Medium (e.g. steel frame)..........7200
Heavy (e.g. masonry, concrete)...12,000
Large Building Size (500,000-1,500,000 s.f.)
Light (e.g. wood frame)............2100 BTU/s.f.
Medium (e.g. steel frame)..........3600
Heavy (e.g. masonry, concrete)...10,500
Now, many (most) homes don't even register on the "small" scale above. But seeing as how demo energy decreases as a building size increases, we think we're being conservative by using numbers meant for 5000-15,000 s.f. buildings to calculate the demo energy of an typical single family home.

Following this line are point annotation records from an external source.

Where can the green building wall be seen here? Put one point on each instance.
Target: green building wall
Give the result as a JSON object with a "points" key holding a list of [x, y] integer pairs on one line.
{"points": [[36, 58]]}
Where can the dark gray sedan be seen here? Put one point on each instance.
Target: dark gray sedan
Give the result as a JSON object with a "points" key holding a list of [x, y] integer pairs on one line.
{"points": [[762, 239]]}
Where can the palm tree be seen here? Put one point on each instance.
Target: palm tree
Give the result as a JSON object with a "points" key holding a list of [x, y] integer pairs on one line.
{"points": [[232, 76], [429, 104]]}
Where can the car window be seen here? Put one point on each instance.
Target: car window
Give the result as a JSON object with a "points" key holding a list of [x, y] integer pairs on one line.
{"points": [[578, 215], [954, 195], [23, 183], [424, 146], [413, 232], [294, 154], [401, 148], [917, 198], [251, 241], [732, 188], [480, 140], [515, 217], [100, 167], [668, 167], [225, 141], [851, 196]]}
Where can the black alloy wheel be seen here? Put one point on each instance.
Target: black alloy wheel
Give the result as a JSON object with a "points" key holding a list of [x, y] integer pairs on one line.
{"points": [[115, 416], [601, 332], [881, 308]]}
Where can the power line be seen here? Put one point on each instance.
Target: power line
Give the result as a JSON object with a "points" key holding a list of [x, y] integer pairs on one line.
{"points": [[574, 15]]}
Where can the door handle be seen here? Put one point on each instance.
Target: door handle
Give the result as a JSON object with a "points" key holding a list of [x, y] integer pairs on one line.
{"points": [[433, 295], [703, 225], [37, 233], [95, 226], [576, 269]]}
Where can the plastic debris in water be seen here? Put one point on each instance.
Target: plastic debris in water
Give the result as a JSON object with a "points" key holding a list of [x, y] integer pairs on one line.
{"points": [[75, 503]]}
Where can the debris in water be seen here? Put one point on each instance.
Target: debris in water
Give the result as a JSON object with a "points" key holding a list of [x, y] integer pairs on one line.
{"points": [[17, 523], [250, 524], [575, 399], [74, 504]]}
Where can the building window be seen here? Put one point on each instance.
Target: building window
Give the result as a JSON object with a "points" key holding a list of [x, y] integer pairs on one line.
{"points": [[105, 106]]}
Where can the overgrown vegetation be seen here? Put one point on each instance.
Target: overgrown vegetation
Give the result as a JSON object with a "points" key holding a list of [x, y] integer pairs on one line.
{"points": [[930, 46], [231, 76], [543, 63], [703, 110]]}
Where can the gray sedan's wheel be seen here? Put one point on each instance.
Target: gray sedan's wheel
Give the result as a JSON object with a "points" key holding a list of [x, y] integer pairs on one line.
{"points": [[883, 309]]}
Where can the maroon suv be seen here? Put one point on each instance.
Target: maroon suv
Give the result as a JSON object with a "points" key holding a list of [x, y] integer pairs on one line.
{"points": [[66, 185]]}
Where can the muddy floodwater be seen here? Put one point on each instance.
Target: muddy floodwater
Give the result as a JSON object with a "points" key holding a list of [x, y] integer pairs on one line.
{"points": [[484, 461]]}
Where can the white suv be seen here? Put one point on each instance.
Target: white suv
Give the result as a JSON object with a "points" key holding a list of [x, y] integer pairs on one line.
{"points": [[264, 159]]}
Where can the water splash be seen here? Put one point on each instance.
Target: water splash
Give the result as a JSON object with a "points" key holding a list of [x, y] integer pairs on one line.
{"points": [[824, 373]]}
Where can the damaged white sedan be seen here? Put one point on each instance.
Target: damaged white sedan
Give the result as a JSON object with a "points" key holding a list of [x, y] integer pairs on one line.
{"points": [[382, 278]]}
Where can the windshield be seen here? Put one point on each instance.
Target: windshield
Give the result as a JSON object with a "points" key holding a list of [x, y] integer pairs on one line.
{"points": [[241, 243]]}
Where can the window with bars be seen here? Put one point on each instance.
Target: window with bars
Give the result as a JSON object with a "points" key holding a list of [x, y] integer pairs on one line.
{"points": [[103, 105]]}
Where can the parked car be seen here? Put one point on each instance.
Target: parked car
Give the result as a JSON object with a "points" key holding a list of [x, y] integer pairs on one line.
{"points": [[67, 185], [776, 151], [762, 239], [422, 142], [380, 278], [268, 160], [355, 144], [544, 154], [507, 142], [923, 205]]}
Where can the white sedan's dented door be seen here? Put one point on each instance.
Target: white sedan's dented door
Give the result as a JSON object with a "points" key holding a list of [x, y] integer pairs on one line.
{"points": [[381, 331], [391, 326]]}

In other words, the actual energy expended is probably higher.
So, back to our "model" home: 3000 s.f. frame house X 3100 BTU = 9,300,000 BTU. If the same home was made of brick, we're looking at 46,500,000 BTU. Add that to the existing embodied energy, and you're on your way to making a solid case for preserving homes from an energy conservation perspective.
* You are a NTHP Forum member, right? You should be. The journal is great and members can pick up the ACHP report on embodied energy in the pdf file cabinet. Go now!
Thursday, November 29, 2007
We looked at the embodied energy of one building. But what about a group of buildings, say, the number of wrecking permits reviewed by a North Shore HPC in 2006. Last year this HPC reviewed 85 permits. Taken together, these account for 204,920 s.f. of single family demo. That's equal to a whopping 143,444,000,000 BTUs of embodied energy. We go back to our favorite energy converter, converted our BTUs to gallons of gas, and the results are in. Envelope please...
1,148,614 gallons of gas. And at $3 a gallon the embodied energy is--or rather, in this case, was--worth $3,445,842.
Now lets get creative. Say we used our 1,148,614 gallons to fill up. We'll use the NHTSA's CAFE standards, a combined 22.2 for passenger cars and light trucks (that includes SUVs under 8,500 pounds).* 1,148,614 gallons multiplied by 22.2 miles per gallon gives us 25,499,230.8 miles. For a single vehicle, that's about 1,024 trips around the earth's equator. Whew.
Then we checked out the EPA's Personal Emissions Calculator. If we drove those 25,499,230.8 miles in a year in a vehicle with 22.2 mpg, we'd create 23,669,142 pounds of carbon dioxide. Well, we can't possibly drive 25+ million miles in a single year. The same EPA site tells us 12,100 pounds is average per vehicle per year. So divide 23,669,142 of carbon dioxide by the 12,100 pound average and... yes, it's like putting 1,956 cars on the road. That's a year's worth of demo in one town folks.
So why is embodied energy important? The greenest building does the math.
* and these are "standards," mind you, not actual on the road fuel economy numbers!